In T20 if the momentum of run scoring is kept intact from the beginning till end it helps the team to score big. Similarly, when it comes to investing, you should start your investments as early as possible because doing so will help you multiply your wealth. And by the time you retire, you will able to create a huge corpus due to the power of compounding.

<> Do a proper ground-check before investing

It important for a captain and his team to observe the fields and pitch before going for a toss because it helps them understand the suitable conditions of ground and what their strategy should be. Similarly, before investing, investors should analyse the market scenario because market trends help to decide the right buying and selling options of stocks and funds at any given point in time.
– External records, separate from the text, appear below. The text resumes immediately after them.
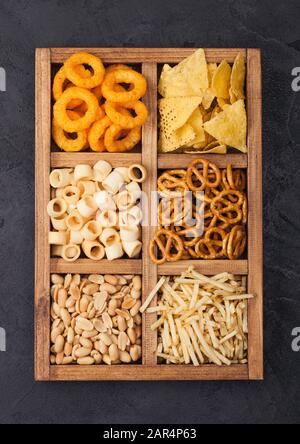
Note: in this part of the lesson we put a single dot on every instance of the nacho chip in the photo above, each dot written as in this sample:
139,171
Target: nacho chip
175,111
196,123
209,94
237,81
221,80
177,139
188,78
230,126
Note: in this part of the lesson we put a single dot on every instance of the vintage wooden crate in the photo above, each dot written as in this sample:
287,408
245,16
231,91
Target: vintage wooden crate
149,60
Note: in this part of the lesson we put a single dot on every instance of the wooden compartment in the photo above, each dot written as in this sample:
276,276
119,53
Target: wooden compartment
148,58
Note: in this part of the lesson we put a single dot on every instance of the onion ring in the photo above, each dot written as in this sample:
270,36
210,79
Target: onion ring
124,76
112,109
96,134
113,145
83,58
60,109
67,143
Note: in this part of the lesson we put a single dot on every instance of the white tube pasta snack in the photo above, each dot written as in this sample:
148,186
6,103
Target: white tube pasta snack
132,249
137,173
124,200
70,252
93,250
113,182
91,230
135,190
86,187
75,221
58,237
107,218
87,206
109,236
101,170
114,251
130,234
104,201
59,223
56,207
83,172
60,177
71,194
124,171
76,237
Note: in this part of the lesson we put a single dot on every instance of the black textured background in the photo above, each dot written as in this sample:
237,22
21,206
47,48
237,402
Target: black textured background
270,25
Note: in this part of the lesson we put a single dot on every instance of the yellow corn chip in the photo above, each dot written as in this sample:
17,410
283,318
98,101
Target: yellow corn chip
188,78
209,94
230,126
221,80
177,139
175,111
237,81
196,123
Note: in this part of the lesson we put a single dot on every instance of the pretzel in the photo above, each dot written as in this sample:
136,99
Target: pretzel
235,242
211,247
162,245
226,210
210,176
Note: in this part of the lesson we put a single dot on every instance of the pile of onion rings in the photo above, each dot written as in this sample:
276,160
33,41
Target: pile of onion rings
97,107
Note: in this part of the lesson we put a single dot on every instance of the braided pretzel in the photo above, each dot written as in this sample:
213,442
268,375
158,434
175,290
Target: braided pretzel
234,243
210,176
211,247
163,244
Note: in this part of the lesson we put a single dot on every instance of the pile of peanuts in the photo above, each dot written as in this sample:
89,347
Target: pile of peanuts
95,319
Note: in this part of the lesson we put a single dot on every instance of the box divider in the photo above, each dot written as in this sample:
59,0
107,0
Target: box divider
149,160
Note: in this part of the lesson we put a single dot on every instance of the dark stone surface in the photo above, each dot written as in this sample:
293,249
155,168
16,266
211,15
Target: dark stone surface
272,26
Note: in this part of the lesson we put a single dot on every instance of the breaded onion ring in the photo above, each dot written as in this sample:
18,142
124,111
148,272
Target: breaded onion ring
96,134
68,143
60,109
83,58
114,132
129,76
113,109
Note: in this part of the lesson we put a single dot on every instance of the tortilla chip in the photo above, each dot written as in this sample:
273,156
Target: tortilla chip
221,80
188,78
175,111
209,94
237,80
196,123
177,139
230,126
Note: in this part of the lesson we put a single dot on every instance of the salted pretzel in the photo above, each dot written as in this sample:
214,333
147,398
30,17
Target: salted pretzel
209,176
211,247
234,243
225,209
166,246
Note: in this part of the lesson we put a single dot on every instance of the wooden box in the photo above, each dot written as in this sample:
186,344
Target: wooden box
149,60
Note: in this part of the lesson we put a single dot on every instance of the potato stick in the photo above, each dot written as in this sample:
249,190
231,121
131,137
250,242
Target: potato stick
229,336
191,333
174,335
174,294
209,352
152,294
157,308
194,295
212,282
157,323
189,347
238,297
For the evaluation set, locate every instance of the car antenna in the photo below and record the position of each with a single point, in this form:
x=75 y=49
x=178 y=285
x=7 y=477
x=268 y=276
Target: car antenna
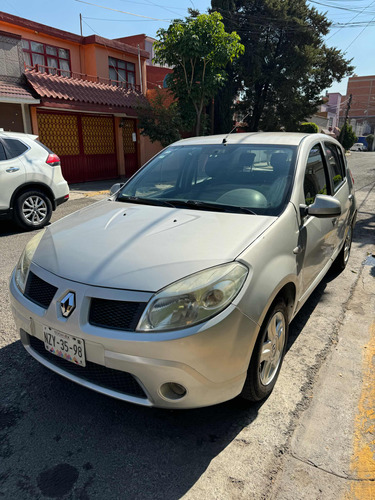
x=234 y=128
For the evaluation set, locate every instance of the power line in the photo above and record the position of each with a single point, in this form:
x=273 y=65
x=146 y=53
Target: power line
x=359 y=34
x=121 y=20
x=359 y=13
x=122 y=11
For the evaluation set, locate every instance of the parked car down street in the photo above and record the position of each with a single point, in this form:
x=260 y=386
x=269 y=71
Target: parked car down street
x=358 y=146
x=178 y=289
x=31 y=181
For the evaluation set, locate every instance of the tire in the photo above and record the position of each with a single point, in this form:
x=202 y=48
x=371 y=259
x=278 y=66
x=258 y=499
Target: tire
x=339 y=264
x=268 y=354
x=32 y=210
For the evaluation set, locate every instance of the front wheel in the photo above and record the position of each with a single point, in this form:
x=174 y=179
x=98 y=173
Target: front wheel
x=33 y=210
x=268 y=354
x=342 y=259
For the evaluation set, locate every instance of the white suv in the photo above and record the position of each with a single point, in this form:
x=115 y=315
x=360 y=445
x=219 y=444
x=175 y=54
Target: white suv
x=31 y=182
<> Diversify your investments

Building high score requires team effort. Things which we should take from this cricketing strategy is that while savings and investing money towards a certain financial product, it’s always recommended to diversify it across the various categories of funds like (large-cap, mid-cap, infrastructure funds, etc.).

<> Keep focus intact

While facing odds, team fights till the end. Similarly, despite facing the market volatility, correction and fluctuation in between the journey of your ongoing investment, you should keep yourself focused on achieving your desired financial goal.

<> Make use of the strategic break

Every match has a strategic time break where the team discusses the next level strategy for the remaining overs. Similarly, in financial planning, one should take out time and discuss about investment portfolio with their financial adviser.
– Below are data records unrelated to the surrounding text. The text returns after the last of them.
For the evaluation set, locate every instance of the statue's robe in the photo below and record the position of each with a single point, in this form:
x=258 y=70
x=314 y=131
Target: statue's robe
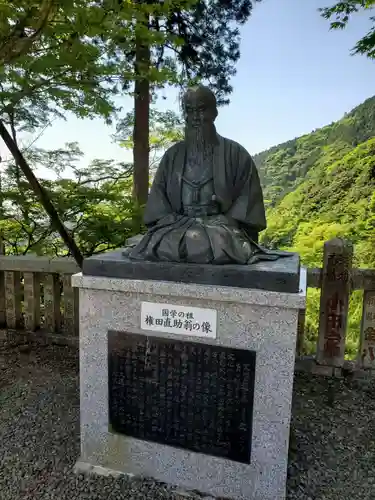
x=227 y=237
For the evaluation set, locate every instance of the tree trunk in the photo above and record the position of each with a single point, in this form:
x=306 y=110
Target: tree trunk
x=41 y=194
x=141 y=147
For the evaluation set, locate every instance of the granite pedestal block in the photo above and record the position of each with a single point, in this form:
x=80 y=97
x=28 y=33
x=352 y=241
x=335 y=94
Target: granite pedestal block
x=261 y=323
x=281 y=275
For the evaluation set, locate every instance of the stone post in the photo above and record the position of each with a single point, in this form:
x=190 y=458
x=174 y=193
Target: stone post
x=334 y=302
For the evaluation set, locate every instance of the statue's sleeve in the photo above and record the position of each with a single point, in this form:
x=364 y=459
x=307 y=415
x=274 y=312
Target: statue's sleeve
x=248 y=206
x=158 y=205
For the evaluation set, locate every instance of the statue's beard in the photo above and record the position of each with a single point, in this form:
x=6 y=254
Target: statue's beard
x=200 y=137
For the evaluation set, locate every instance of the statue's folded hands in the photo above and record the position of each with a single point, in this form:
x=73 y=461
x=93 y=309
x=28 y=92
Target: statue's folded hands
x=206 y=203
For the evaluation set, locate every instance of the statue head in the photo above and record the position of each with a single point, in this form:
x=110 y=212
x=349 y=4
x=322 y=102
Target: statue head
x=200 y=111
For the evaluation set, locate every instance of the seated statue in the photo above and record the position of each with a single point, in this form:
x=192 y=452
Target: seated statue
x=206 y=203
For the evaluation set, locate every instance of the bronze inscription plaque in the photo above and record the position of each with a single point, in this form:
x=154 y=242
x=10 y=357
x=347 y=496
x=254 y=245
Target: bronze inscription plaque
x=188 y=395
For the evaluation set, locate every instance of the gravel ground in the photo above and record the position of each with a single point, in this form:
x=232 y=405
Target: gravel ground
x=332 y=452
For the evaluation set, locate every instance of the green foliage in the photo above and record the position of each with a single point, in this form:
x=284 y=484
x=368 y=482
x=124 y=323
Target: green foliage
x=72 y=55
x=166 y=128
x=333 y=197
x=94 y=203
x=340 y=14
x=207 y=46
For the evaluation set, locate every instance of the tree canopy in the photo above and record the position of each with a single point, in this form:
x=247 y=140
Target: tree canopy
x=339 y=16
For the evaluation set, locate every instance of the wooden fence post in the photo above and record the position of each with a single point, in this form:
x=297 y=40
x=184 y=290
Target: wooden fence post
x=334 y=302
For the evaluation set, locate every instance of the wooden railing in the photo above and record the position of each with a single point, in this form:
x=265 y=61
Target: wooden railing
x=37 y=301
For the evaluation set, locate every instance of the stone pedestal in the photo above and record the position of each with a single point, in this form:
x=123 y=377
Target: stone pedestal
x=220 y=322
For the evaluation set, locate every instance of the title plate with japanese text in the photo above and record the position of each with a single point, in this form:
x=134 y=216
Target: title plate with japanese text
x=184 y=394
x=180 y=320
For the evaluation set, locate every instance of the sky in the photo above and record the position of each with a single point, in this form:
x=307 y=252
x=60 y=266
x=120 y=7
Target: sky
x=294 y=75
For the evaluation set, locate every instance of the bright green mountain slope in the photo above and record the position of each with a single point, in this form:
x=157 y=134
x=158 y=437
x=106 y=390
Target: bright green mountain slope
x=333 y=195
x=283 y=167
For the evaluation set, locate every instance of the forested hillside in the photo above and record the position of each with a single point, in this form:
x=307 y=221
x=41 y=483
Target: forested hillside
x=282 y=168
x=320 y=186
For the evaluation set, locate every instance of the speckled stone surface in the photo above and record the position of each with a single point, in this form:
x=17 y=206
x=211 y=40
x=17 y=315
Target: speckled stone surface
x=249 y=319
x=281 y=275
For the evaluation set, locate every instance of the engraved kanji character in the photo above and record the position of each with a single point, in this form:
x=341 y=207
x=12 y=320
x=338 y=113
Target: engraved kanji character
x=188 y=325
x=149 y=320
x=167 y=322
x=206 y=327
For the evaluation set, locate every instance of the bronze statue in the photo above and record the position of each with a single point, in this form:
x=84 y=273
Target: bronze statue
x=206 y=202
<> Take a risk and win reward

Hitting sixes and four’s from time to time involves risk of getting out. However, players always take this risk in order to build a strong score. Similarly, while investing your money, it necessary to take exposure in equities which is anyway a risky product. However, it helps in boosting your capital. Investing in equities helps in achieving your financial goal comfortably in future.
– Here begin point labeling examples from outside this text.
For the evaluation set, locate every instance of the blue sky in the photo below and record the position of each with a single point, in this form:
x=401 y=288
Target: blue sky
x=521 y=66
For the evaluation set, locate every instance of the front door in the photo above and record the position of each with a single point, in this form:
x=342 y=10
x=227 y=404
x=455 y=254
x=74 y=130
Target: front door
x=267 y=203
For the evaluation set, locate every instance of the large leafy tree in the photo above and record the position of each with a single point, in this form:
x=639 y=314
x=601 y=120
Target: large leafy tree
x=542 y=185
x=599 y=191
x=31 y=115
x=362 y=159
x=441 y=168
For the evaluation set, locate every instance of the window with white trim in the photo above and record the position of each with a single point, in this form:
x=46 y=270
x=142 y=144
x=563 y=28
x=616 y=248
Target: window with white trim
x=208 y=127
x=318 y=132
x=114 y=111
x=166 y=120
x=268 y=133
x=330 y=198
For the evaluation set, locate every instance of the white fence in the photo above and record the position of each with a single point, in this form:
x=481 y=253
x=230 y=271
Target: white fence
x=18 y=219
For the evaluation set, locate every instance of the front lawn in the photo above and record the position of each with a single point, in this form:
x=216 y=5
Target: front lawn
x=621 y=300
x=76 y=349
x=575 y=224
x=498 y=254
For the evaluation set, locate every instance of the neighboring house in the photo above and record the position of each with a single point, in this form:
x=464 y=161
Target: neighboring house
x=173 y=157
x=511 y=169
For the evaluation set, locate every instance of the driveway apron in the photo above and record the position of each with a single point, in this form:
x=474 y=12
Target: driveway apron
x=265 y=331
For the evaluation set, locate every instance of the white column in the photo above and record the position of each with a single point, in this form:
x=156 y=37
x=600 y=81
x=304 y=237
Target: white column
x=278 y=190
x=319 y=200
<> Have the right investment mix

A well-defined team consists of batsmen, bowlers and a wicketkeeper who help in achieving the overall target even if one of the team members do not perform better. Similarly, while constructing your portfolio, it is always advisable to have the right mix of equity, debt and gold in your portfolio because you never know which asset class will perform better in future and which will not. However, having the right mix of everything in your portfolio will definitely help you sustaining decent average returns despite going through the downturn phase of the markets.

<> Ignore the noise

Audience most of the time keep shouting to increase the morale of players. However, it actually builds pressure on them to perform well. Even in such scenario, good cricketers never get distracted and are focused on their target. Similarly, as an investor you should also not get panic with short-term rise and fall of the market, hence, you should also ignore the noise and remain focused towards achieving your long-term financial goal.

<> Identify the target person

Whether it’s a bowler or a batsman, players need to focus on each other’s strategy to know what is going to be their next aim. Similarly, while investing your monies, it is important to know your fund manager, who helps in identifying the portfolio strategy. And also, knowing the strategy will help you understand how your money is going to be invested in the several funds across sectors.

<> Analyse the performance

IPL is all about scoring and being in a super form. If a player does not perform well over a few games then in such case he may be dropped out or replaced with another one within the team. Similarly, if your scheme is making consistent losses and is not giving good returns then in such case, you may easily switch your scheme with a different scheme within the same fund house and get good returns.